Supermassive black holes at the hearts of active galaxies swallow large amounts of gas. During this feast they spill a lot of their ‘food’, which is discharged in turbulent outbursts. An international team of astronomers has revealed some striking features of such an outburst around a supermassive black hole in a distant galaxy. They found a very hot ‘convertor’ corona hovering above the black hole and cold gas ‘bullets’ in hotter diffuse gas, speeding outwards with velocities up to 700 km/s.
Turbulent winds of gas swirl around a black hole. Some of the gas is spiraling inward toward the black hole, but another part is blown away. (Credit: NASA/CXC/M.Weiss)
Unlike popular belief, not all the matter around a black hole is swallowed up. A disc of infalling gas forms around the black hole. On the journey inwards the gas and dust emit large amounts of X-ray and UV radiation. This radiation can be so strong that it diverts a part of the gas inflow. It causes winds flowing outward with velocities up to several hundreds of km/s. An international team of astronomers led by Dr. Jelle Kaastra from the SRON Netherlands Institute for Space Research took the opportunity to observe and map such an extreme environment around one of the brightest supermassive black holes known to us. This ‘monster’ black hole — in the distant galaxy Markarian 509 — has a mass 300 million times that of the Sun.
The Markarian 509 black hole is surrounded by a disc of gas shining bright in ultraviolet light. This emission varies in a synchronised way with emissions observed at the low end of the X-ray band, some 100s of times higher in energy than visible light. “The only way to explain this is by having gas hotter than that in the disc, a so-called ‘corona’, hovering above the disc,” Jelle Kaastra says. “This corona absorbs and reprocesses the ultraviolet light from the disc, energising it and converting it into X-ray light. It must have a temperature of a few million degrees. Using five space telescopes, which enabled us to observe the area in unprecedented detail, we actually discovered a very hot ‘corona’ of gas hovering above the disc. This discovery allows us to make sense of some of the observations of active galaxies that have been hard to explain so far.”
Cold gas bullets
The X-ray spectrum obtained with the Reflection Grating Spectrometer (RGS) of the space telescope XMM-Newton is the best obtained so far of such a system. It reveals unprecedented details of its gaseous environment. For the first time it has been possible to show that the outflow consists of at least five distinct components with temperatures ranging between 20.000 to a million degrees. The superb ultraviolet spectrum obtained by the Cosmic Origins Spectrograph of the Hubble Space Telescope reveals that the coolest gas in the line of sight towards Markarian 509 has 14 different velocity components at various locations in the innermost parts of this galaxy. Thus far only seven velocity components were identified.

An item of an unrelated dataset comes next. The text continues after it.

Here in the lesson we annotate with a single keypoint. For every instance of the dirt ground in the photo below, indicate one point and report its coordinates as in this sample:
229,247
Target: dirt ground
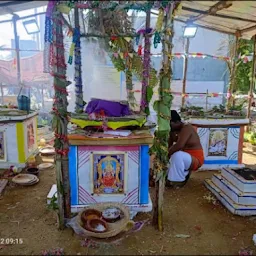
212,229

The combined X-ray and UV measurements demonstrate that most of the visible outflowing gas is blown off from a dusty gas torus surrounding the central region more than 15 light years away from the black hole. This outflow consists of dense, cold blobs or gas bullets embedded in hotter diffuse gas. “Even at a distance of 15 light years, the energy released near the black hole manages to blow off gas from the dusty torus that surrounds the disc of infalling gas,” Kaastra says.
Signs of cosmic collision
Further outwards, the signatures of the interstellar gas of the host galaxy are seen. That gas is strongly ionised by the central X-ray source: atoms are stripped of some or most of their electrons when illuminated by the powerful flux of X-rays. Even further out, at hundred thousands of light years, the X-ray light shines through gas falling in towards Markarian 509 with speeds of 200 km/s. This gas may point at a collision with a smaller galaxy in the past, that may have triggered the activity of Markarian 509.
Five large space telescopes were involved in this hundred days campaign that took place in late 2009. The heart of the campaign consisted of repeated visible, X-ray and gamma-ray observations with ESA’s XMM-Newton and INTEGRAL satellites, which monitored Markarian 509 for six weeks. This was followed by long observations with NASA’s Chandra X-ray satellite, using the Low Energy Transmission Grating, and the NASA/ESA Hubble Space Telescope using the new Cosmic Origins Spectrograph. Prior to these observations short snapshots to monitor the behaviour of the source at all wavelengths were taken with the Swift satellite.
The combined efforts of all these instruments and astronomers gave an unprecedented insight into the core of an active galaxy. Right in the middle of the campaign the source went into outburst. The physical changes due to this outburst could be followed over the electromagnetic spectrum from visible light to X-rays.